Tu distingues maintenant le grain parfait de Sa peau,
Le doux reflet bleuté de Ses cheveux de jais,
La courbure parfaite de Ses lèvres,
Et ce parfum…..ce parfum !
Presque ivre déjà de cette senteur divine,
Tu rejette en arrière une de tes longues mèches blondes
Et lève vers Elle tes immenses yeux bleus.
Elle te regarde et sourit..
Un ange…Voilà ce dont tu as l’air..
Un ange…Voilà ce que tu peux lire dans Son esprit embrumé par
l’alcool.
Presque timidement, tu lui souris…
Un peu gauchement,
Comme un adolescent face à sa première conquête…
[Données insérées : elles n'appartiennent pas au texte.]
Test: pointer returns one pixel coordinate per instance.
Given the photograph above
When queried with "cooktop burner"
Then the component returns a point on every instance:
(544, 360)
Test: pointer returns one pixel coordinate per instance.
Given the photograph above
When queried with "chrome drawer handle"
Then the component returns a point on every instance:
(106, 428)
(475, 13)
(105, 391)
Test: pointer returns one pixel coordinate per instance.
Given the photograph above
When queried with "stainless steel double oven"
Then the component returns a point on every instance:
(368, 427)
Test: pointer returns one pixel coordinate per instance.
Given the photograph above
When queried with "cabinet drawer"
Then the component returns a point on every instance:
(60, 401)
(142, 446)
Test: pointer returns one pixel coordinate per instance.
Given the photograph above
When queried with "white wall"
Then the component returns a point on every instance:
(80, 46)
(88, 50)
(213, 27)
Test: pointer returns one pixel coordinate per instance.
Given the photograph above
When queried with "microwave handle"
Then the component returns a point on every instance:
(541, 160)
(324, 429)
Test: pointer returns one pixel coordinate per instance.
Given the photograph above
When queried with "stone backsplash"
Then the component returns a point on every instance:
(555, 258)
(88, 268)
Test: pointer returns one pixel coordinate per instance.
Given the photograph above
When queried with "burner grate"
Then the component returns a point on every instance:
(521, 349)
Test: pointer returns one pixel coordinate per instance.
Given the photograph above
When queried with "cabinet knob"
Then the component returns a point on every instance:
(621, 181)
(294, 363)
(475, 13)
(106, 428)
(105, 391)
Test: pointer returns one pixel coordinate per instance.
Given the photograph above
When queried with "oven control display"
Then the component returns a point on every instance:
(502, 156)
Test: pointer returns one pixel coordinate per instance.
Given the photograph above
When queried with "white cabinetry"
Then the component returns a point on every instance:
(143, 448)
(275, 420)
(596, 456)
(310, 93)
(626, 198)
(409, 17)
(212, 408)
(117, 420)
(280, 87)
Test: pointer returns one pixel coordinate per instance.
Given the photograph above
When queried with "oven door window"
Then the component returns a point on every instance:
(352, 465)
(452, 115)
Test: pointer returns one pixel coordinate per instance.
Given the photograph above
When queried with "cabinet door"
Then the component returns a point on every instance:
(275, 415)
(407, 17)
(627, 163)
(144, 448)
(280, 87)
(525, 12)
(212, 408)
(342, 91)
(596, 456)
Tu tends la main vers Elle
Et plonge ton regard clair comme le cristal
Dans ces immenses puits sans fond que sont Ses yeux.
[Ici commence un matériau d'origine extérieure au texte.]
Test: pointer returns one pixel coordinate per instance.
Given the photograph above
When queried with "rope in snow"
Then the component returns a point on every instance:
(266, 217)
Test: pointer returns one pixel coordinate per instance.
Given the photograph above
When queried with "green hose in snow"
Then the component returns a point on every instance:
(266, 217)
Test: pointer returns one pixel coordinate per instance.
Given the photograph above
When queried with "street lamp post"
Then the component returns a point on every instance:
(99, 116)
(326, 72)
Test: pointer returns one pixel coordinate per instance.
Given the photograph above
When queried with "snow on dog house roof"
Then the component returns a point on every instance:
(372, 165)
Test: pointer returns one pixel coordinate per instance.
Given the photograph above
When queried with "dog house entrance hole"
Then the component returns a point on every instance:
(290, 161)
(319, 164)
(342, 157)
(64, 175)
Sans doute ne saura t Elle jamais pourquoi, soudain,
Il n’a plus été question pour Elle que d’avancer vers toi,
Que de venir presser Son corps chaud contre ta peau glacée…
Ne pouvant détacher Ses yeux des tiens,
T’offrant Ses lèvres entrouvertes,
Tremblante entre tes bras,
Elle tente de murmurer quelques mots
Mais tu L’en empêche d’un baiser.
Elle sursaute au contact de tes lèvres glacées,
Puis s’abandonne au feu de la passion qui s’empare d’Elle…
Doucement, tes lèvres descendent au creux de Sa gorge,
Et à tes oreilles, le battement de Son artère résonne
Comme le martèlement d’un bélier contre les portes d’un château
fort.
La Soif monte en toi, lentement,
Et tu savoure cet instant.
Ta Proie, tremblante et offerte S’interroge…
Tu attends, laissant le Désir s’emparer totalement de ton être…
Au bout de quelques insoutenables secondes,
Tu plonges finalement tes crocs d’ivoire dans Sa gorge nue et tendre.
Ton corps tendu comme la corde d’un arc
Semble appeler de toutes ses forces la Vie qui se déverse en lui.
Ta peau te semble un immense réseau électrique qui frémit
à chaque gorgée.
Tu bois à long traits et alors que ta victime s’affaiblit entre tes bras,
Ton extase culmine.
En lui volant sa vie, tu lui hurle silencieusement ton amour.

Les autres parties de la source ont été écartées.